Last, because the neighborhoods were sampled to
over-represent neighborhoods with high levels of
drug activity, drug activity was included as a control
variable in the final model (Model 5). While drug
activity at the neighborhood level is notoriously
difficult to measure accurately, recent work by
Warner and Coomer (2003) suggests that drug arrest
data can be used as a relatively valid measure of
drug activity at the neighborhood level. Therefore,
all drug arrests for 1999 were geo-coded and a count
of drug arrests per neighborhood was created. This
count was then divided by the 2000 population
count and multiplied by 1,000 to obtain a drug
arrest rate per 1,000 residents. The average drug
arrest rate across neighborhoods was 28.46. The
drug arrest rate was not found to significantly effect
violence, and none of the other findings changed
substantively.
The analysis next turned to an examination of the
moderating effects of informal social control and
social support. In order to examine moderating
effects, the sample was divided into two groups (high
and low) based on the mean for each of the moderating variables. While this approach had limitations,
the multicollinearity problems that arose in these data
when a (mean centered) multiplicative interaction
term was entered were too severe to allow for
interpretation of the results. Further, this method of
examining moderating effects was used in several
examinations of GST at the individual level (see for
example, Capowich et al., 2001; Hoffman & Miller,
1998; Mazerolle & Piquero, 1997).
Turning first to the moderating effects of informal
social control, the study examined whether the effects
of strain on violence were different in neighborhoods
with low versus high levels of informal social con-
trol. High informal social control neighborhoods
were defined as those having 56.5 percent or more
of the respondents stating neighbors were ‘‘very
likely’’ to intervene and low informal social control
neighborhoods were those having less than 56.5
percent of the respondents stating neighbors were
‘‘very likely’’ to intervene. Findings from these
models appear in Table 5 (Models 1 and 2). The
findings in the models were not consistent with what
MST would predict. MST hypothesized that the
effects of strain would be greatest in neighborhoods
where informal social control was low. The findings
here, however, suggested that strain significantly
increased violence only in neighborhoods with high
levels of informal social control. While the neighborhoods with low informal social control had higher
levels of strain (.39 versus .27) and higher levels of
violent crime (13.13 versus 2.77), the effect of strain
on violence was not significant in these neighborhoods. Since these findings were contradictory to
expectations, they were further examined by testing
for the equality of the strain regression coefficients in
the high and low informal social control models.

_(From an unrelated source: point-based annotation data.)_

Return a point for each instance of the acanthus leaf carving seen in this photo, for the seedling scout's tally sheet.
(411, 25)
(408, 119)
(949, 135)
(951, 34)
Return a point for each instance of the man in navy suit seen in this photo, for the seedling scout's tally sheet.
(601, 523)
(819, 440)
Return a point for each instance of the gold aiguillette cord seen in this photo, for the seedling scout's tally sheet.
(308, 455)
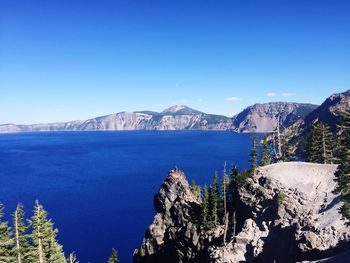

Following Paternoster, Brame, Mazerolle, and
Piquero (1998), an unbiased estimate of the standard
deviation of the sampling distribution was used and
the z score for the difference between the two
coefficients was calculated.6 Findings from this analysis showed that the two coefficients were not
significantly different (z = 1.28), suggesting that
the effects of strain on violence were similar across
neighborhood levels of informal social control.
Models 3 and 4 in Table 5 present the results of
the conditional effects of social support/social capital.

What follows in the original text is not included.